Quelle place occupe aujourd’hui le consommateur marocain dans la stratégie de l’AMITH pour les 14 prochaines années ?
Le marché local occupe une place capitale dans la stratégie Dayem Morocco 2035. Actuellement, notre part de marché sur le marché domestique est très faible et ne dépasse pas les 30%. Et l’ambition est d’atteindre 40% durant les prochaines années. Nous voulons se réapproprier notre marché et réconcilier le consommateur marocain avec l’offre locale. Il y a des préjugés aujourd’hui non justifiées côté qualité et prix. Le secteur du textile marocain est le premier fournisseur pour l’Europe ce qui prouve la qualité des produits. Pour le prix, certains produits importés étaient vendus à des coûts anormalement bas ce qui a d’ailleurs justifié la mise en place de l’amendement de l’accord de libre échange avec la Turquie. Pour renouer la relation de confiance avec les consommateurs, nous comptons communiquer davantage sur l’offre marocaine. Le consommateur saura ainsi que des marques made in Morocco existent proposant des produits de bonne qualité avec des prix qui ne sont pas forcément plus chers que ceux importés. Il faut souligner aussi, que favoriser l’importation au détriment de la production locale quand elle est équivalente en termes de qualité et de prix, c’est contribuer à l’emploi dans les pays qui fabriquent ces produits importés au détriment de l’emploi local.
L’industrie textile veut recourir à l’utilisation chanvre. En quoi cette fibre peut-elle être bénéfique pour le secteur et pour le consommateur ?

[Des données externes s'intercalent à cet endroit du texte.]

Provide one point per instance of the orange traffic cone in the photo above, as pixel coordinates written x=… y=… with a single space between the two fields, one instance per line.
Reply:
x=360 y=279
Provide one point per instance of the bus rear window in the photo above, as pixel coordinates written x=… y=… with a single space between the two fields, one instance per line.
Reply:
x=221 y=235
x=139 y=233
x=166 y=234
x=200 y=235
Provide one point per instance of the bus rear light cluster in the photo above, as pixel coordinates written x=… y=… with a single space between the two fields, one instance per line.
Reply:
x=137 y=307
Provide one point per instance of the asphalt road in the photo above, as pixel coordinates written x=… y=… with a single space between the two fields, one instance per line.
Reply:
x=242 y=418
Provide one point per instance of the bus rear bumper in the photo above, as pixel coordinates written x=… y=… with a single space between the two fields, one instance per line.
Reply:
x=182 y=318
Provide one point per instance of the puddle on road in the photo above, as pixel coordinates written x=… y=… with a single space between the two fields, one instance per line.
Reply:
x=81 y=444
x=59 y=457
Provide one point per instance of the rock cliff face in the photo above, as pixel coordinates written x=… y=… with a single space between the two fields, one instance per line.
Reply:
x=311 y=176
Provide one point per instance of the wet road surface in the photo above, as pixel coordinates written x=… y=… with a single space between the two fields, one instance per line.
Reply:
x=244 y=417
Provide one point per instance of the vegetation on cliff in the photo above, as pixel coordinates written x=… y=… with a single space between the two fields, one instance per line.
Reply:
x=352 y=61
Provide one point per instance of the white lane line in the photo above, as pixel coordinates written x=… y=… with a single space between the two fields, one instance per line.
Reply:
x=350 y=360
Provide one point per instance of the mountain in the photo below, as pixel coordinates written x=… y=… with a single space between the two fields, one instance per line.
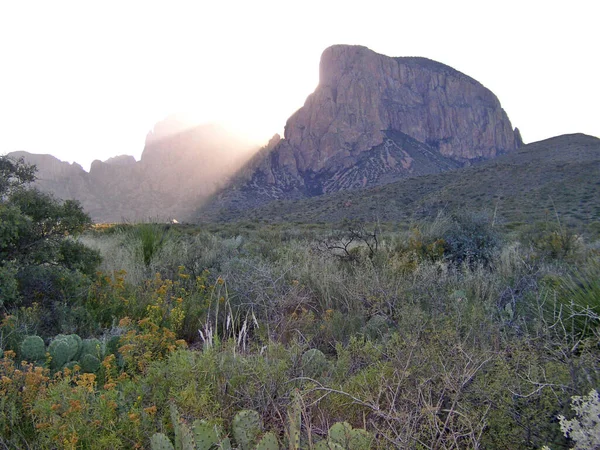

Contrairement aux idées reçues, le chanvre a été utilisé depuis des siècles par l’industrie textile, qui l’a pourtant écartée et diabolisée au profit d’autres matières comme le coton et les fibres synthétiques jusqu’à ce que les problématiques environnementales changent la donne. Car le chanvre, représente une alternative naturellement durable. La culture du coton par exemple nécessite 100 fois plus d’eau que du chanvre. La plante elle-même, a une empreinte carbone négative puisqu’elle absorbe du CO2, n’a pas besoin de fertilisants, régénère et augmente le rendement des sols…Une fois transformée, cette matière peut être utilisée pour le textile médical vu que ses propriétés chimiques font d’elle un anti-bactérien et un anti-viral. Aussi, le chanvre est parfait pour le textile de l’équipement de protection individuelle vu son caractère retardataire de flammes… Dans l’habillement, cette fibre capte moins les colorants, permet une régulation thermique et une protection contre les rayonnements et apporte également de la résistante aux vêtements. Ce n’est pas pour rien qu’elle est utilisée depuis des milliers d’années pour la fabrication des toiles de tentes et voiles de bateau, par exemple. En gros, c’est une fibre qui va apporter beaucoup d’avantages au consommateur et à l’industrie du textile elle-même. Elle va nous permettre non seulement de proposer un produit durable à 100%, totalement intégré de la graine jusqu’au produit fini mais aussi de placer le Maroc en pool-position dans les industries du textile mondial.